# Goal
We want only the latest status for every issued loan to predict if it is a risk or not. We want to create a new dataset that has only the important columns and the latest records.

This will drastically reduce our dataset and hopefully we will be able to handle it better.

In [1]:
# loading important libraries

import findspark
findspark.init()
import pyspark as ps
import warnings
from pyspark.sql import SQLContext

In [None]:
try:
    sc = ps.SparkContext('local[*]')
    sqlContext = SQLContext(sc)
    print("Just created a SparkContext")
except ValueError:
    warnings.warn("SparkContext already exists in this scope")

In [2]:
perfsub=spark.read.csv('cmpnydata/perfSubset.csv',header='true',inferSchema='true')

In [None]:
perfsub.createOrReplaceTempView('psub')

In [None]:
x=spark.sql("SELECT loanID,currIntRate,zeroBalCode,zeroBalEffDate,lastPaidInstallmentDate,currActualUPB,loanAge,remainingMonthsToLegalMaturity,adjustedMonthsToMaturity,maturityDate,msa,currLoanDelinquencyStatus,modFlag,lastPaidInstallmentDate,foreclosureDate,dispositionDate,foreclosureCosts,otherForeclosureProceeds,nonInterestBearingUPB,foreclosurePrincipalWriteOffAmt,ROW_NUMBER() OVER(PARTITION BY loanID ORDER BY remainingMonthsToLegalMaturity) AS ranking  FROM psub GROUP BY loanID,currIntRate,zeroBalCode,zeroBalEffDate,lastPaidInstallmentDate,currActualUPB,loanAge,remainingMonthsToLegalMaturity,adjustedMonthsToMaturity,maturityDate,msa,currLoanDelinquencyStatus,modFlag,lastPaidInstallmentDate,foreclosureDate,dispositionDate,foreclosureCosts,otherForeclosureProceeds,nonInterestBearingUPB,foreclosurePrincipalWriteOffAmt")

x.createOrReplaceTempView('df')

df1=sqlContext.sql("SELECT loanID,currIntRate,zeroBalCode,zeroBalEffDate,lastPaidInstallmentDate,currActualUPB,loanAge,remainingMonthsToLegalMaturity,adjustedMonthsToMaturity,maturityDate,msa,currLoanDelinquencyStatus,modFlag,foreclosureDate,dispositionDate,foreclosureCosts,otherForeclosureProceeds,nonInterestBearingUPB,foreclosurePrincipalWriteOffAmt FROM df where ranking=1")

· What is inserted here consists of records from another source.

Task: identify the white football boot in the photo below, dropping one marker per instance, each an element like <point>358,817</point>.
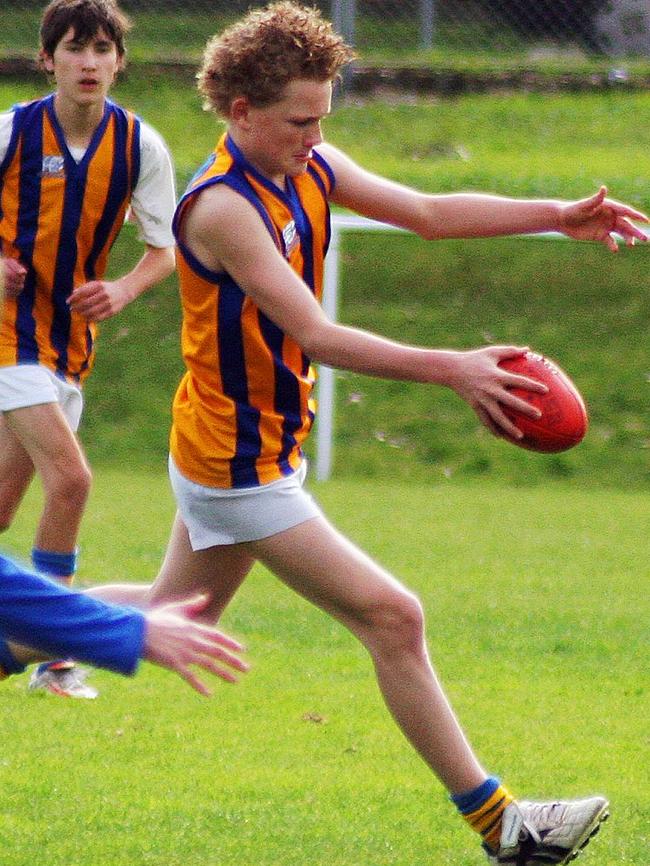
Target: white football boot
<point>538,834</point>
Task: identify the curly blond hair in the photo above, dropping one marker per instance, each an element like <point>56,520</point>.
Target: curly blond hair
<point>260,54</point>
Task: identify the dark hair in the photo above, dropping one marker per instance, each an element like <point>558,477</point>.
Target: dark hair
<point>259,55</point>
<point>86,17</point>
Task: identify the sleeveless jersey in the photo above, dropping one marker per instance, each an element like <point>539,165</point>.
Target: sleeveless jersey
<point>244,406</point>
<point>60,218</point>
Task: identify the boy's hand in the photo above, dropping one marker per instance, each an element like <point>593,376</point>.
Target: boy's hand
<point>598,218</point>
<point>174,640</point>
<point>480,381</point>
<point>14,277</point>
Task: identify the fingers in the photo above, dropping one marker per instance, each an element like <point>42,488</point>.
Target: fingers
<point>92,301</point>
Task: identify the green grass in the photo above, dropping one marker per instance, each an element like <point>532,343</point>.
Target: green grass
<point>487,47</point>
<point>537,621</point>
<point>575,302</point>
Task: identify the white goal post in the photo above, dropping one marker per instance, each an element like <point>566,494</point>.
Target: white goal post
<point>340,224</point>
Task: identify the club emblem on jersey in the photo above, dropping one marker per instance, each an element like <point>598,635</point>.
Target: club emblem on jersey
<point>290,236</point>
<point>53,166</point>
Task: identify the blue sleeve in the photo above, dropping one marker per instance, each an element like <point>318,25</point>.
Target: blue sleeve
<point>39,613</point>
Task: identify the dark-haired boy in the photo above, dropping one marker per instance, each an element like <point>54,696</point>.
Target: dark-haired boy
<point>73,165</point>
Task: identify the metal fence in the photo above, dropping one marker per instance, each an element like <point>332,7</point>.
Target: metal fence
<point>394,28</point>
<point>610,27</point>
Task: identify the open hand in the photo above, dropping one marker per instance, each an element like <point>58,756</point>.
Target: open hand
<point>97,300</point>
<point>174,640</point>
<point>486,386</point>
<point>598,218</point>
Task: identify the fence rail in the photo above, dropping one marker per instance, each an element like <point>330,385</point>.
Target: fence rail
<point>387,28</point>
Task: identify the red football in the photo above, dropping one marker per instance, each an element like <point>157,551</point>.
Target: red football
<point>564,418</point>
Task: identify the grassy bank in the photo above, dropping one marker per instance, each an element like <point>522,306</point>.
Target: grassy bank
<point>588,309</point>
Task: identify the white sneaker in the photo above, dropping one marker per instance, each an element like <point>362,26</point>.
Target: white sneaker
<point>533,834</point>
<point>62,678</point>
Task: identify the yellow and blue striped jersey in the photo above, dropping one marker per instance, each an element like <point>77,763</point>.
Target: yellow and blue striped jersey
<point>60,218</point>
<point>245,406</point>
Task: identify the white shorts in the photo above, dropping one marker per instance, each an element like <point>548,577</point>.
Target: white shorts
<point>215,516</point>
<point>31,384</point>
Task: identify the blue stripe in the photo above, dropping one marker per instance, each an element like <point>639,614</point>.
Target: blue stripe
<point>286,397</point>
<point>318,180</point>
<point>30,120</point>
<point>327,169</point>
<point>118,190</point>
<point>232,368</point>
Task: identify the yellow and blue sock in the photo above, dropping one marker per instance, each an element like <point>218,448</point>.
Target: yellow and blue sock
<point>483,809</point>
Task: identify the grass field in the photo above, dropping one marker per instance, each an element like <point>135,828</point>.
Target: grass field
<point>179,35</point>
<point>578,303</point>
<point>536,596</point>
<point>537,621</point>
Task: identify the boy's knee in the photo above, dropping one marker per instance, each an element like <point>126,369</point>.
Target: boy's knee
<point>397,622</point>
<point>72,485</point>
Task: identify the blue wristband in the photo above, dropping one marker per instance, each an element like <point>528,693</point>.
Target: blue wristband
<point>54,564</point>
<point>8,663</point>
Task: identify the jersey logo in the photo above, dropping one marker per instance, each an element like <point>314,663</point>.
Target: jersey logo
<point>53,166</point>
<point>290,236</point>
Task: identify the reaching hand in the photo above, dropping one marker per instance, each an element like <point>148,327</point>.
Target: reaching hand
<point>97,300</point>
<point>598,217</point>
<point>173,640</point>
<point>480,381</point>
<point>14,277</point>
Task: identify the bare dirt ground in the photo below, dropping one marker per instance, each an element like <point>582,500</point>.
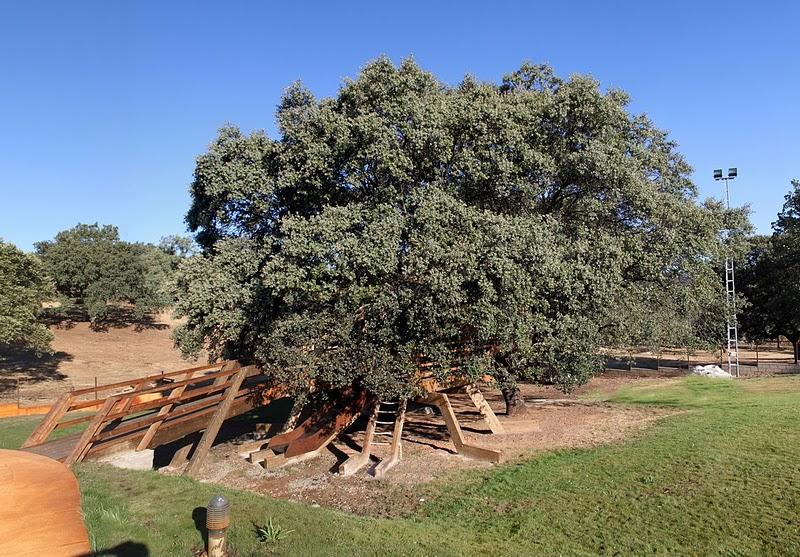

df1.coalesce(1).write.save('/mnt/d/Hack_UTD/cmpnydata/loanperf1.csv',format='csv')

# End!

We have successfully extracted the **LATEST records for every LoanID** since that is the only record we're interested in and we have also taken a subset of available columns based on our study of Glossary.